Heathrow’s new runway over the M25 may lead to more accidents because of drivers being distracted by aircraft landing, according to roads officials.

An assessment of the airport’s plan for a third runway warns that the sight of huge passenger planes landing could cause motorists to take their eyes off the road.

Highways England has told Heathrow to introduce measures to “reduce driver distraction” on the affected section of the M25, Britain’s busiest stretch of motorway.

This could include lengthening the tunnel under the runway or simplifying the road layout to cut down on the number of decisions that drivers have to make. Heathrow was also told to consider the “landing zone of aircraft”, suggesting they should avoid arrivals directly over the road itself.

The comments are made in a series of reports produced by the government-funded company into Heathrow’s plan, which were obtained by The Times under freedom of information laws.

The airport wants to build a new two-mile runway directly over the M25, which widens to six lanes in each direction past the airport, carrying 220,000 vehicles a day. It is proposing to shift the motorway 150 metres to the west and lower it by 7 metres in a tunnel while also raising the runway slightly. Construction could begin as early as 2021.

The full details will be published for public consultation in June.

Highways England said the project was “deliverable” but that there were “concerns about several aspects of the design”.
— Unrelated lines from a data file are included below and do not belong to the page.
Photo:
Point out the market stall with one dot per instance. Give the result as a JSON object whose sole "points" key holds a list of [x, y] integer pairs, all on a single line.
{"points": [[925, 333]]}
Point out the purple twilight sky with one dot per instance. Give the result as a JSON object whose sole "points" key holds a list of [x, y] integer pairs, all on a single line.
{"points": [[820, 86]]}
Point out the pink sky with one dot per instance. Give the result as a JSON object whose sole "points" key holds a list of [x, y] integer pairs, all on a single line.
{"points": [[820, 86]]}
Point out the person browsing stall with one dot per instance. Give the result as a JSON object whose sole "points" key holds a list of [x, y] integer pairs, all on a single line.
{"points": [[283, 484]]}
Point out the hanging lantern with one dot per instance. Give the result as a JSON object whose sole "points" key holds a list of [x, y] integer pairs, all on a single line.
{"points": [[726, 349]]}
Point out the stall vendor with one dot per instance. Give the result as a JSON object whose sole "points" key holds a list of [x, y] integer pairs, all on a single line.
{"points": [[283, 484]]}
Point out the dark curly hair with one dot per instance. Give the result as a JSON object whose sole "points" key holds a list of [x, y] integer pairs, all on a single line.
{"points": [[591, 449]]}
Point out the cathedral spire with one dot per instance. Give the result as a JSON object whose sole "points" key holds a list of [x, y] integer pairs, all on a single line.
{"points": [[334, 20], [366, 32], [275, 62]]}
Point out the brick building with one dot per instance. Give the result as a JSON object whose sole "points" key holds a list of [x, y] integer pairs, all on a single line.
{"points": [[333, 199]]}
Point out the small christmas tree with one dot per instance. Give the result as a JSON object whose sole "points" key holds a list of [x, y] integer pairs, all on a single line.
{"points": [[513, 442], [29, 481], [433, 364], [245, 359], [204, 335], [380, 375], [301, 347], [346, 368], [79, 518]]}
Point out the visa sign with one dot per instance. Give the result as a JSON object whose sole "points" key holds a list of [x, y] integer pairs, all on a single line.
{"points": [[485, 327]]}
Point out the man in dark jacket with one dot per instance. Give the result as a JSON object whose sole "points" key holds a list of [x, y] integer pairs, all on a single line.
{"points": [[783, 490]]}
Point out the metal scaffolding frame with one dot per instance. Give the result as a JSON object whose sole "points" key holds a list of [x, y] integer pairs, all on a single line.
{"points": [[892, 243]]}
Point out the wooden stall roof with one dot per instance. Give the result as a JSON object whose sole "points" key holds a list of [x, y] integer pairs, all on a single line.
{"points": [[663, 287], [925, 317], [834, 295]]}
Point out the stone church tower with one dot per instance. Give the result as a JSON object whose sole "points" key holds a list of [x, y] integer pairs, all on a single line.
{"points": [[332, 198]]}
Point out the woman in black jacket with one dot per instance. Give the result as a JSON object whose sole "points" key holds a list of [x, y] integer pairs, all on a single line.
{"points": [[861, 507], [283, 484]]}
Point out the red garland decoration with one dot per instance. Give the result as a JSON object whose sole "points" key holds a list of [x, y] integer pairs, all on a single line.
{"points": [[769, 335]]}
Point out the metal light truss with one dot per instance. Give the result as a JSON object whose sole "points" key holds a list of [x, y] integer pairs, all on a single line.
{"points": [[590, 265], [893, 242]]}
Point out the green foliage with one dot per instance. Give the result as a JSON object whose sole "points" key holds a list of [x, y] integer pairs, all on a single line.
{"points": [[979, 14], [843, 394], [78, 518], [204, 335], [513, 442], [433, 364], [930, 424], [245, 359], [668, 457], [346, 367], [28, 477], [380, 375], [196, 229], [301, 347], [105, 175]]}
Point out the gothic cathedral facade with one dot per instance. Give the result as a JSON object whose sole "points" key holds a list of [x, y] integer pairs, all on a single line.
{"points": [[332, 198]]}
The assessments warn that:

• The construction programme — which is likely to take more than five years — risks having an “adverse effect on traffic”, with the airport told that it will be banned from closing any lanes of the M25 between 5am and 10pm to avoid huge traffic jams in the area;

• There is a high risk of “fatigue damage” to the tunnel caused by aircraft as big as the A380 and Boeing 747, meaning that it could have a reduced lifespan;

• The runway must be “raised sufficiently above ground level” to avoid having to put the M25 in a steep tunnel beneath, with any gradient of more than 3 per cent causing lorries to move slowly, leading to congestion.
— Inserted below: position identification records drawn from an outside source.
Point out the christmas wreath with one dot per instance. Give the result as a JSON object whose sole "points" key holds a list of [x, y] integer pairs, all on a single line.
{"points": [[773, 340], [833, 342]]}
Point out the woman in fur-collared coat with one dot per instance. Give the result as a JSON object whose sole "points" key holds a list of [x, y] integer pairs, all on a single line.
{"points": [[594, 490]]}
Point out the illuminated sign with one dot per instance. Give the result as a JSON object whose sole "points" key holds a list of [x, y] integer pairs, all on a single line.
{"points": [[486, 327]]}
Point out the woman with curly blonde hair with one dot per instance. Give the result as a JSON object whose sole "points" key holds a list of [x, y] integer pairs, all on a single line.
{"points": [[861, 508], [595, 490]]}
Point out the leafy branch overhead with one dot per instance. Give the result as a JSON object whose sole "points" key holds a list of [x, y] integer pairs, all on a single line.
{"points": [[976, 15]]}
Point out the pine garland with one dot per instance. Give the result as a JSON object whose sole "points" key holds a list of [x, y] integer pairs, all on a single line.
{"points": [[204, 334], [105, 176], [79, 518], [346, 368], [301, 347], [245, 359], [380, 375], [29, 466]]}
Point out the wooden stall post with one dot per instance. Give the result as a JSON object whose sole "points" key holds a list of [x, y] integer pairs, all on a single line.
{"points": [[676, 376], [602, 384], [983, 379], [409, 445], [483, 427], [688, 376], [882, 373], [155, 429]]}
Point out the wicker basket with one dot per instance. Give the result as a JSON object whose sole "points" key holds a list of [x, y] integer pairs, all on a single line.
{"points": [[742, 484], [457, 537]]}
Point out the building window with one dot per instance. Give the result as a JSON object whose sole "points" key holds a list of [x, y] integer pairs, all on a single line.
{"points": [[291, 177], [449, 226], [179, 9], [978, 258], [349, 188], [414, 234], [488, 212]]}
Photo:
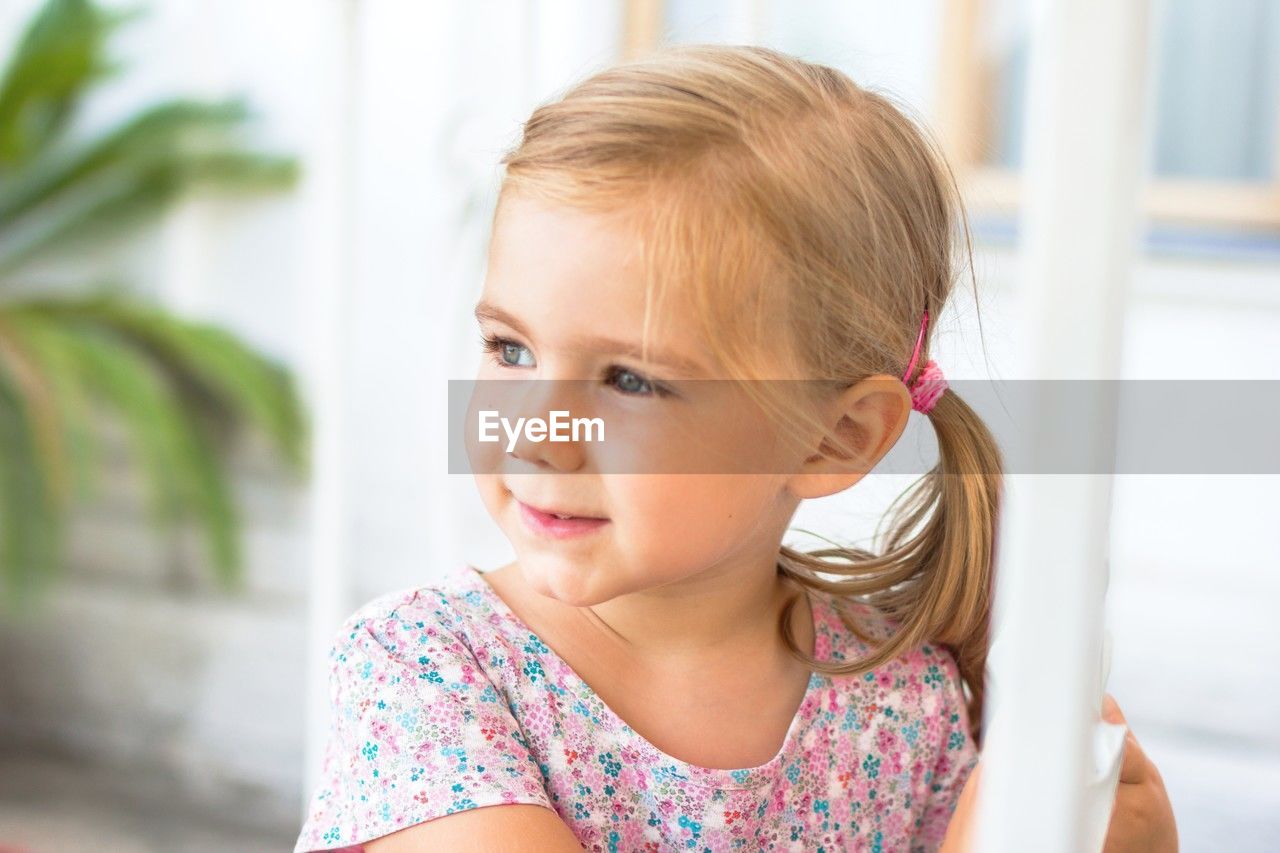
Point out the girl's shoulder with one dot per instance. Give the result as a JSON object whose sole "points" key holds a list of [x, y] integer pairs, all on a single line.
{"points": [[926, 678]]}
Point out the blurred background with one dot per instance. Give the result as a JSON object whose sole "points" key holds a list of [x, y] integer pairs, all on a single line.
{"points": [[240, 245]]}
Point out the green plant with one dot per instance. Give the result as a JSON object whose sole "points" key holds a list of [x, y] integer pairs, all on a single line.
{"points": [[179, 387]]}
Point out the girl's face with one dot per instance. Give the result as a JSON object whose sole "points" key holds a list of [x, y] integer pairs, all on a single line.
{"points": [[563, 299]]}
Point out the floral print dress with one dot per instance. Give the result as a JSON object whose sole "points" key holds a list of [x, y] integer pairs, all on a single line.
{"points": [[444, 699]]}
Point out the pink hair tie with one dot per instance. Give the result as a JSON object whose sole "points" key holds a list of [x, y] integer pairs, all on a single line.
{"points": [[929, 384]]}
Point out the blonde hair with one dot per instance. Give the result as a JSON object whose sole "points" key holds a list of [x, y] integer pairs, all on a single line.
{"points": [[807, 222]]}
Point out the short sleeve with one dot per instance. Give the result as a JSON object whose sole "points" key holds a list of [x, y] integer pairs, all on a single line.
{"points": [[416, 730], [956, 756]]}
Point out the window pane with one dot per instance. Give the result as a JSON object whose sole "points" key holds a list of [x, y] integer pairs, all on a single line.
{"points": [[1216, 87]]}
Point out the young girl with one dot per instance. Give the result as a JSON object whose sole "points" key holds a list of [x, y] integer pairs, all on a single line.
{"points": [[656, 671]]}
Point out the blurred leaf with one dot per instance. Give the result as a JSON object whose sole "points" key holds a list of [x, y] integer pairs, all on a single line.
{"points": [[30, 530], [183, 471], [255, 388], [135, 146], [55, 59], [138, 199]]}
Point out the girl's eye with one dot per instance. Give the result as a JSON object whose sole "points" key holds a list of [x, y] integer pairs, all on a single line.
{"points": [[634, 384], [506, 354]]}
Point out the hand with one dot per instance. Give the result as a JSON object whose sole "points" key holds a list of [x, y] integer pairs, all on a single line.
{"points": [[1142, 819]]}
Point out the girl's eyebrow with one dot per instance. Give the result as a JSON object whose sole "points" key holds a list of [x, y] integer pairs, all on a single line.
{"points": [[670, 360]]}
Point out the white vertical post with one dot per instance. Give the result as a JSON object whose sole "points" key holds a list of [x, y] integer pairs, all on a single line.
{"points": [[1083, 153], [327, 255]]}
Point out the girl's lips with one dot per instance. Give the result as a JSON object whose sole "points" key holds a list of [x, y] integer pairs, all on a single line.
{"points": [[557, 528]]}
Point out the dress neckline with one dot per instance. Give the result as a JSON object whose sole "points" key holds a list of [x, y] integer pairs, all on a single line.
{"points": [[682, 770]]}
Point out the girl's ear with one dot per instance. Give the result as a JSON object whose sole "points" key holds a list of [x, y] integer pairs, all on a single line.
{"points": [[867, 419]]}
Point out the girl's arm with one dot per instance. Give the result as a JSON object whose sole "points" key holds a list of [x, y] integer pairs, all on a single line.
{"points": [[492, 829], [1142, 819]]}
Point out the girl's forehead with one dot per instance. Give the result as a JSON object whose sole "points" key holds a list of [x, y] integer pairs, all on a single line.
{"points": [[575, 279]]}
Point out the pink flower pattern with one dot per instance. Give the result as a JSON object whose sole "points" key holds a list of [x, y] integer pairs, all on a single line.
{"points": [[444, 699]]}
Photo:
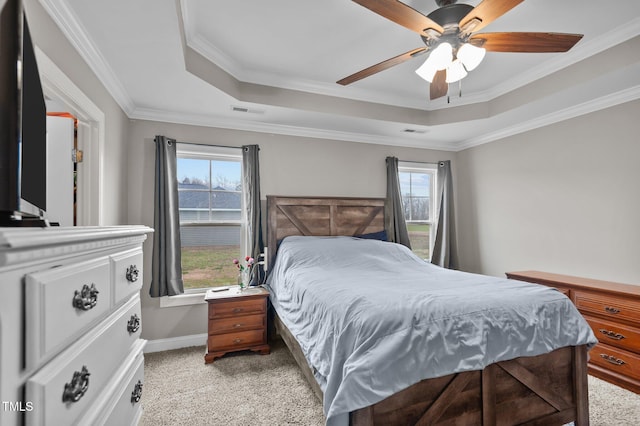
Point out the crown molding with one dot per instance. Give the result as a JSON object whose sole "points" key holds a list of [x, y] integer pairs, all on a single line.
{"points": [[77, 35], [597, 104], [212, 53], [279, 129]]}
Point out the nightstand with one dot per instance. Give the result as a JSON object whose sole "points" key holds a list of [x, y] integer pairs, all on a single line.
{"points": [[237, 321]]}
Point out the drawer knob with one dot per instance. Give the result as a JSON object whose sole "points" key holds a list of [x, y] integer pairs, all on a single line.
{"points": [[86, 298], [132, 273], [612, 334], [612, 310], [137, 392], [78, 387], [612, 360], [133, 324]]}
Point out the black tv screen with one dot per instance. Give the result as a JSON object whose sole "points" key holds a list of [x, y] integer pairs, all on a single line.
{"points": [[23, 121], [34, 129]]}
Highways England raises particular concerns about the risk of drivers being distracted by the sight and noise of passenger planes landing in their direct vision as they enter the tunnel.

Runways and taxiways have been built over roads elsewhere in the world, such as Atlanta and Fort Lauderdale in the US and Paris’s Charles de Gaulle. However, the sheer amount of traffic on the M25 and the number of planes expected to use Heathrow’s proposed northwest runway poses a particular challenge.

In a document delivered to Heathrow last March, Highways England said: “Consideration must be given to measures to reduce driver distraction as a result of the runway crossing the M25 and associated aircraft movements both on taxiways and take-off and landings. Measures which reduce decision making for motorists in this location should be considered.”

Jeremy Bloom, Highways England network planning director, said that Heathrow’s plan was “deliverable given appropriate mitigation”.

“By identifying and resolving potential issues at this early stage in design, we can make sure the final proposals will keep journeys on the M25 safe and reliable, both now and in the future,” he said.

A Heathrow spokeswoman said: “The options we’ve proposed for crossing the motorway are tried-and-tested at other airports around the world. Highways England have reviewed our early design and confirmed that our plans are robust and deliverable.”